Architecture by César Manrique in Lanzarote

Official site of the book César Manrique, territorial acupuncture in Lanzarote considered the reference  work on the architecture of César Manrique with extracts of the work and exclusive content. This website also includes an interactive map of Lanzarote, with the location of all of Manrique’s architectural work on the island.



Lanzarote is an island with predominantly volcanic landscape, located within the Canary archipelago. Its appeal went unnoticed for decades, hidden by the natural exuberance of the main neighboring islands. Despite its apparent sterility and limited size, in the last decades of the twentieth century Lanzarote has become a benchmark of balance between tourism attraction and sustainable development. This example of growth contrasts with the general reality of other islands from the same archipelago, and its particular principles of development can still be seen in our days.

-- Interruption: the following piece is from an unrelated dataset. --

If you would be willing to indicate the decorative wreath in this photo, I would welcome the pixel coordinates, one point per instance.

In 1993, Lanzarote was declared by the UNESCO Biosphere Reserve, considering the island as an oasis worthy of being preserved. This recognition was granted for the first time to a “territory as a whole, including all its population centers.”


César Manrique

The unique development of Lanzarote is frequently associated with the local artist César Manrique, and particularly with his active intervention from the 60’s and until his death, in 1992. Manrique was a visionary, able to anticipate the hidden potential of the island. The artist would compare Lanzarote to Cinderella, with a uniqueness above her sisters -the other destinations in the archipelago-.

However, the fact that Manrique has developed his architectural work without an official title of architect and within a limited geographical context -away from the large population centers-, has not helped to achieve the recognition deserved. The influence of César Manrique on the development of Lanzarote has not been the subject of any comprehensive scientific analysis to date.


Territorial acupuncture

Manrique‘s intervention, and in particular through the architecture that the artist created in Lanzarote with the Art Centres, has meant an urban and territorial acupuncture that has transformed the island. Its influence has reached hundreds of thousands of inhabitants and more than fifty million tourists.


Contemporary vision of Manrique’s architecture

In addition to analysing all these elements in detail, the book César Manrique, territorial acupuncture in Lanzarote provides a contemporary vision of the artist’s architectural work, supporting the analysis in the unpublished testimonies of prestigious contemporary architects such as Alvaro Siza, Jacques Herzog, Frei Otto or Fernando Menis.